I had a memorable meet up with an author once. It was perhaps the opposite of yours in terms of character but not in terms of befuddlement. The author had penned a series of mystery novels under her own name and had cranked out novels for a famous series under a shared pen name (something like Hardy Boys or Nancy Drew). What I heard as she spoke was that she was a factory. Much like Trollope was supposed to be, she just kept churning out the stories, which actually were not that well written I thought, and she told her tale with just enough narcissism to make clear that she was duly impressed with herself and that everyone else should be. I vowed then to stay grounded whatever the fates had for me.

Derek said...

I once emailed Terry Pratchett, asking him if there were any fantasy fiction literary agents that he'd had particularly positive experience of. He emailed back to say that he'd never had need of a literary agent so he couldn't help me! A lesson learned. Brian, do you often meet your readers?

Brian Keaney said...

Fairly often, Derek. Children's authors are regularly asked to go into schools to talk to pupils.

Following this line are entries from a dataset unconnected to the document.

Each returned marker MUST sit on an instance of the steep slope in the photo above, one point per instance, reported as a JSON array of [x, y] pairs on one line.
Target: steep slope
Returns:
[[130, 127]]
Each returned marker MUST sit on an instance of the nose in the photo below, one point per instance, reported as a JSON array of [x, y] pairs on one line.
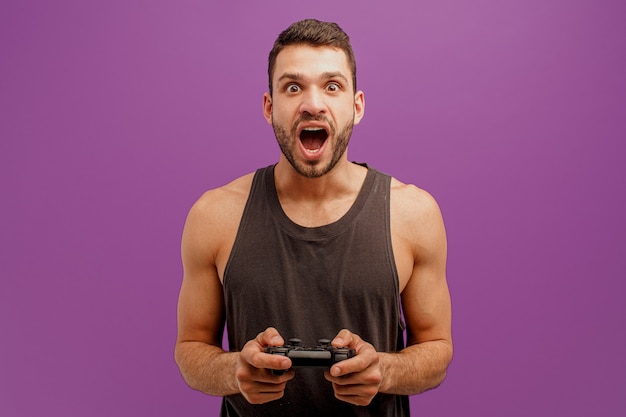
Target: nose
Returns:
[[313, 102]]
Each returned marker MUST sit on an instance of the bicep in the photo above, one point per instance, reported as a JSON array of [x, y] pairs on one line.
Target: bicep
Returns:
[[426, 298], [200, 302]]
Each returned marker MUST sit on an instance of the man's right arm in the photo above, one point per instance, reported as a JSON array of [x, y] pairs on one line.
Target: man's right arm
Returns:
[[205, 366]]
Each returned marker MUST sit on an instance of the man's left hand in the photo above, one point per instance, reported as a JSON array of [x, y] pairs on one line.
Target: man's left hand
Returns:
[[356, 380]]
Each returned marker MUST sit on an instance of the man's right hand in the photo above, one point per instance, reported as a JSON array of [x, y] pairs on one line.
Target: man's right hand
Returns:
[[253, 374]]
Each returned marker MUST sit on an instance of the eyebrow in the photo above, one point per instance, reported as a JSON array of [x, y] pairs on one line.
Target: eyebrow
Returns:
[[325, 75]]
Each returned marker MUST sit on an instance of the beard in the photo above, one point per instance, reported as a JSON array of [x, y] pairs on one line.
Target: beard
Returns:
[[313, 169]]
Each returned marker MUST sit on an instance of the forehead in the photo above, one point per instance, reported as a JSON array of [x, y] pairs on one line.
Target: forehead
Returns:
[[311, 61]]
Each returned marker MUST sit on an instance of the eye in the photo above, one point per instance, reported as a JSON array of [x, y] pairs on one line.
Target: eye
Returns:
[[333, 87], [292, 88]]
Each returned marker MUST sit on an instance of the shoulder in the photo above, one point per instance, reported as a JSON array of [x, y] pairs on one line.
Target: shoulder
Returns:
[[412, 203], [416, 217], [213, 219], [220, 202]]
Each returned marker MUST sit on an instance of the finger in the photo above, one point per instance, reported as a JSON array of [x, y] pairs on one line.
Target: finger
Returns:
[[270, 337], [344, 338]]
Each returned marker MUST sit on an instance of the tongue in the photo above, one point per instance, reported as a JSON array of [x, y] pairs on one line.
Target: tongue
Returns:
[[312, 140]]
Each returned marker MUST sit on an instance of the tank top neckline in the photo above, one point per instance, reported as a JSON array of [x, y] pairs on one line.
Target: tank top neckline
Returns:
[[318, 232]]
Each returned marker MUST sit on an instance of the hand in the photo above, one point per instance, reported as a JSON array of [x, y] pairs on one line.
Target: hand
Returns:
[[355, 380], [253, 373]]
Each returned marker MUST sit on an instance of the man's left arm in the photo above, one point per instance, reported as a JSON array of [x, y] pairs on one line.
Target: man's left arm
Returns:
[[421, 251]]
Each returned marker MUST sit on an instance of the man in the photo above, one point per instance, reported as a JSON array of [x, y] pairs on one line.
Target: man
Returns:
[[314, 247]]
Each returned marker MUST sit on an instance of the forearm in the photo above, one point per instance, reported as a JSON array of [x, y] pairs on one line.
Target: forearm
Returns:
[[415, 369], [207, 368]]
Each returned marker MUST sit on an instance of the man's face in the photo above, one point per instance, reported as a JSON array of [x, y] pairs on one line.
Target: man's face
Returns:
[[313, 107]]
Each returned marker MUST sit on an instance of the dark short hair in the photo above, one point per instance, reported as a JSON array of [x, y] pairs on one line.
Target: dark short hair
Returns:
[[314, 33]]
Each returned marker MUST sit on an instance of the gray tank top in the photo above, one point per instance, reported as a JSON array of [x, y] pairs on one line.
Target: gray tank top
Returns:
[[310, 283]]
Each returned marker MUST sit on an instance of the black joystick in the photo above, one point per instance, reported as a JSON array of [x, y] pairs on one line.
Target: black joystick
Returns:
[[324, 355]]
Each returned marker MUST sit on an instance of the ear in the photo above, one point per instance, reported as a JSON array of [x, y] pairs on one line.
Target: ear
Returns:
[[267, 107], [359, 106]]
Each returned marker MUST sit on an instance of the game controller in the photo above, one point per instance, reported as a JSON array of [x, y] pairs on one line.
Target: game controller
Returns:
[[324, 355]]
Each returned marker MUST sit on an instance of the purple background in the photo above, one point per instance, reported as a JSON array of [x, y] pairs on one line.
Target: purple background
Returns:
[[117, 115]]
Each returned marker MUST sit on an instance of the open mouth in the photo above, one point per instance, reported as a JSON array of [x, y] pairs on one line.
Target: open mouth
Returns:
[[313, 138]]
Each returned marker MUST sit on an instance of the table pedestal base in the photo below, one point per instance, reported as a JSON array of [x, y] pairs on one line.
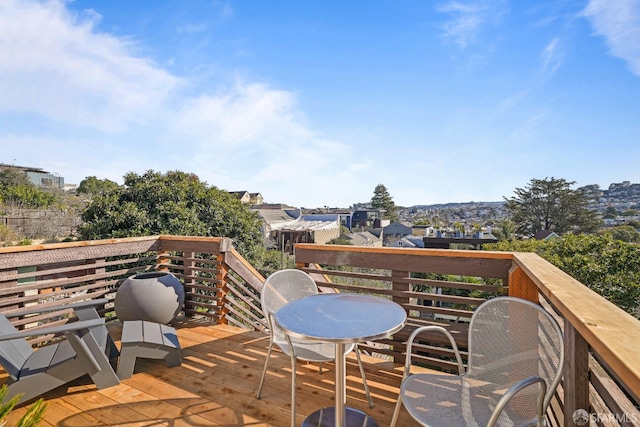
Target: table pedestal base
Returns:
[[325, 417]]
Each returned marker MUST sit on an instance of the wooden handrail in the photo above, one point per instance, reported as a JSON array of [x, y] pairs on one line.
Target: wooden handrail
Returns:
[[610, 331]]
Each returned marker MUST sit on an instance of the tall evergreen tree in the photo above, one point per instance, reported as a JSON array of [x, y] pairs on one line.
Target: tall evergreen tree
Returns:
[[382, 200], [550, 204]]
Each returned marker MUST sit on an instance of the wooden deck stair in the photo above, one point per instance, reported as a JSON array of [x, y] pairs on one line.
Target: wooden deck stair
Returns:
[[216, 385]]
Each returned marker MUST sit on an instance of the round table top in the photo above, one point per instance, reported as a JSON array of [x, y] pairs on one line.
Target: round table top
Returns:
[[341, 318]]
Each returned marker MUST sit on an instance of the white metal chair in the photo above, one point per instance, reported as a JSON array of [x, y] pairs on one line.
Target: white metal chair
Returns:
[[280, 288], [514, 366]]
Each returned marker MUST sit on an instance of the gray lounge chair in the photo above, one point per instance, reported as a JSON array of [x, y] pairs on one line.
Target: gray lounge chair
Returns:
[[86, 350]]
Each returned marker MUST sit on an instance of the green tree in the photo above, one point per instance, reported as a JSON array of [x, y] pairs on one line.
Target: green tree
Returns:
[[625, 233], [382, 200], [92, 186], [173, 203], [550, 204], [607, 266]]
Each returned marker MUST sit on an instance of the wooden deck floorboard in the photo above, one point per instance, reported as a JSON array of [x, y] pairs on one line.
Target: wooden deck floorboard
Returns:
[[216, 386]]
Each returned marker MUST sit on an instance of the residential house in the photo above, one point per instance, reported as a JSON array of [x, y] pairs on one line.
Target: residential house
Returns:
[[39, 177]]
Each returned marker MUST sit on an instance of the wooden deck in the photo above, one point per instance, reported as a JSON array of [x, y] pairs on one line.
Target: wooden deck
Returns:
[[216, 386]]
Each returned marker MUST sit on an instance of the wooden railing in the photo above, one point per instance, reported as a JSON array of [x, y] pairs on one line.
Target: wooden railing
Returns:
[[602, 343], [219, 283]]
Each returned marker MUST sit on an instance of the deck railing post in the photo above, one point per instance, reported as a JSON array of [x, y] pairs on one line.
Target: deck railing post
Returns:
[[576, 373], [521, 285], [161, 260], [222, 291], [188, 274], [397, 285]]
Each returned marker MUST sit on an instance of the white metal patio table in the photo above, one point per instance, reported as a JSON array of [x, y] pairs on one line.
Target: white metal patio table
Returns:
[[341, 319]]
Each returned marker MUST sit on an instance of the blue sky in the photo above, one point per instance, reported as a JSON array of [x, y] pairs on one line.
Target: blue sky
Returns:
[[314, 103]]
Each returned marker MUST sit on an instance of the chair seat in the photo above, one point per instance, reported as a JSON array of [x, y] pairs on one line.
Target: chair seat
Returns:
[[312, 351], [48, 357], [461, 401]]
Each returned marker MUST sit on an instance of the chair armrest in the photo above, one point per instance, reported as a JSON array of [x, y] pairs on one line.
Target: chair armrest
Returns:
[[422, 329], [73, 305], [67, 327], [516, 388]]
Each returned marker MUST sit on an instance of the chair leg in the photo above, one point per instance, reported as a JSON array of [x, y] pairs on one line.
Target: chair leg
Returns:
[[293, 389], [364, 377], [396, 412], [264, 371]]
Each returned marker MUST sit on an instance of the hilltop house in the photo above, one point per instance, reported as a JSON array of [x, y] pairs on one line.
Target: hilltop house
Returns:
[[39, 177], [249, 198]]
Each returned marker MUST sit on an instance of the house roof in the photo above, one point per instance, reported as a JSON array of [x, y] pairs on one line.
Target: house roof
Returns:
[[363, 238], [544, 235]]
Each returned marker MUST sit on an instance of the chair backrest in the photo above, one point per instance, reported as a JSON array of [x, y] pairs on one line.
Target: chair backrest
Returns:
[[282, 287], [13, 353], [511, 339]]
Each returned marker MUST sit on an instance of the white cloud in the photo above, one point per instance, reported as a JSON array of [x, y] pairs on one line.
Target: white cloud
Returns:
[[619, 23], [469, 18], [56, 66], [89, 104], [551, 57]]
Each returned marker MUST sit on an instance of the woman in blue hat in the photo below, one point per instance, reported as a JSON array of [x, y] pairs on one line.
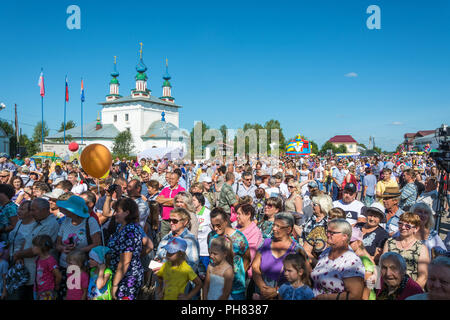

I don't know if you're still writing fantasy buy my agents are MBA. They handle fantasy and they've been lovely to me.

Brian Keaney said...

that should have been 'but' not 'buy'

Charmaine Clancy said...

Brian I think it's great that you can find the quirkiness in life's occassions. Whenever a friend tells me of an encounter that shakes them, I let them know 'it's all material for the book'.

Brian Keaney said...

Thanks Charmaine. Good to hear from you.

Sue Hyams said...

Sounds like a nightmare but memorable all the same. One of those parties that will never be forgotten! I've been extremely lucky - so far - in that all the authors I've admired from afar and then had the good fortune to meet have turned out to be lovely. But maybe that's just children's authors for you!

Brian Keaney said...

True enough, Sue. Children's authors are a fairly civilized bunch on the whole.